Jake by IMDb.com
My guest today is Jacob Kornbluth, an award-winning writer and filmmaker. He's the director of Inequality of All, a new film that features former Secretary of Labor Robert Reich, who examines income inequality in America today.
JB: Welcome to OpEdNews, Jake. How did this film come about?
JK: The film started in the way you hope all films start -- it was a real passion project. The Great Recession had hit, and like lots of people, I was sitting around with my friends debating what had happened to America. We were all genuinely worried, but I could feel my concerns were a bit all over the place at the time. The bank bailout didn't seem fair. I didn't know how I was ever going to save for retirement. The American economy just didn't seem "right". I felt like the more I read about or watched television coverage of what caused the Great Recession, the less I understood it.
As a way to understand it, I began asking Bob Reich about it and making short videos. This became a series -- something we thought of as "explainer" videos, that were two-three minutes long. Lots of people watched them, and I began to think that there was an audience for a larger film.
Around that same time, Bob was writing his book Aftershock, and he was kind enough to let me read a manuscript. I had a kind of "aha!" moment while reading it. It talks about the story of the last 40 years as one of an increasing divide between the rich and everyone else. That economic imbalance wasn't just a moral problem -- it was bad for our economy. And perhaps most scarily for me, it showed how having an economic system so radically out of balance affects our democracy. It made sense of a lot of the feelings of general unease I had been having.
I'm 40 years old, and it hit me -- this is both the story of our times, and the story of my life. I felt like I had to make this film, and dropped everything to start working on it right then.
.Inequality for All. movie poster by "Inequality for All" website
JB: A perfect storm, so to speak. How did your initial collaboration with Bob come about? I don't imagine that you just called him up and said, "I don't get what's going on. I don't know you but can you please explain it to me? And while you're at it, we'll make some videos so other people can understand it too."
JK: I was casting a comedy that I was working on with my brother, Josh, called Love & Taxes, and we reached out to Bob to see if he'd play a role.
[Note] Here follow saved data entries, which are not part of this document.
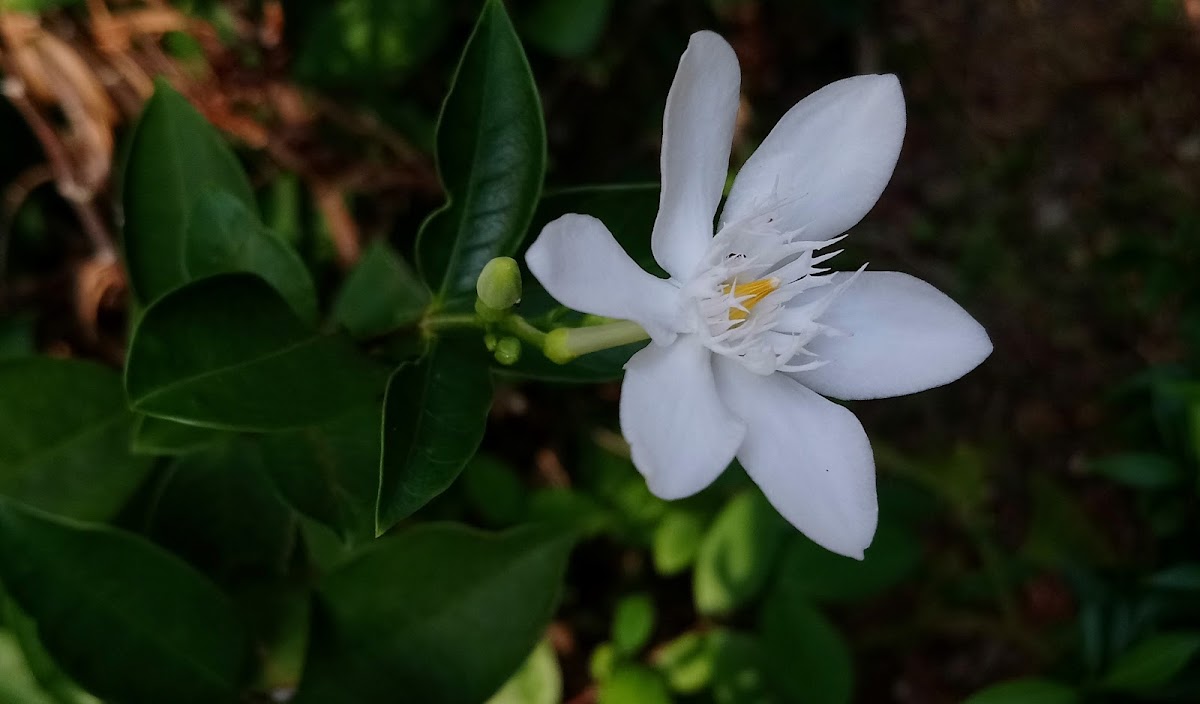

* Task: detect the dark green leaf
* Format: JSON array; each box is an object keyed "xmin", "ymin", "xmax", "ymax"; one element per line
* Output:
[
  {"xmin": 709, "ymin": 631, "xmax": 771, "ymax": 704},
  {"xmin": 694, "ymin": 490, "xmax": 789, "ymax": 616},
  {"xmin": 1147, "ymin": 563, "xmax": 1200, "ymax": 592},
  {"xmin": 521, "ymin": 0, "xmax": 612, "ymax": 58},
  {"xmin": 144, "ymin": 440, "xmax": 297, "ymax": 580},
  {"xmin": 759, "ymin": 596, "xmax": 853, "ymax": 704},
  {"xmin": 295, "ymin": 524, "xmax": 572, "ymax": 704},
  {"xmin": 125, "ymin": 274, "xmax": 386, "ymax": 431},
  {"xmin": 1, "ymin": 594, "xmax": 99, "ymax": 704},
  {"xmin": 772, "ymin": 515, "xmax": 921, "ymax": 602},
  {"xmin": 0, "ymin": 498, "xmax": 249, "ymax": 704},
  {"xmin": 122, "ymin": 80, "xmax": 256, "ymax": 303},
  {"xmin": 1089, "ymin": 453, "xmax": 1185, "ymax": 490},
  {"xmin": 294, "ymin": 0, "xmax": 451, "ymax": 88},
  {"xmin": 131, "ymin": 415, "xmax": 226, "ymax": 456},
  {"xmin": 417, "ymin": 0, "xmax": 546, "ymax": 306},
  {"xmin": 1102, "ymin": 632, "xmax": 1200, "ymax": 692},
  {"xmin": 378, "ymin": 339, "xmax": 493, "ymax": 531},
  {"xmin": 332, "ymin": 241, "xmax": 430, "ymax": 338},
  {"xmin": 182, "ymin": 190, "xmax": 317, "ymax": 323},
  {"xmin": 963, "ymin": 679, "xmax": 1079, "ymax": 704},
  {"xmin": 0, "ymin": 358, "xmax": 151, "ymax": 521},
  {"xmin": 258, "ymin": 400, "xmax": 383, "ymax": 544},
  {"xmin": 462, "ymin": 455, "xmax": 529, "ymax": 527},
  {"xmin": 0, "ymin": 315, "xmax": 35, "ymax": 360}
]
When we met, Bob and I got along right away. I think it was around this time that Bob had heard from his son, Sam, that if he wanted to reach young people he had to figure out how to make videos, so I think he was on the look out for someone to work with. He was actually the one who said "if you ever want to make videos"" Of course, this was at the same time that I was looking for some kind of political outlet. So, I think Bob and I both had our reasons for wanting to work together. The timing worked out perfectly.
Bob's co-star by "Inequality for All" website
JB: To go from two-minute videos to a full-length film is a big deal. So, the project benefited from the fact that you already had experience in various aspects of filmmaking under your belt. For readers who may not be familiar with your work, would you please fill us in on what you'd been up to before Inequality for All?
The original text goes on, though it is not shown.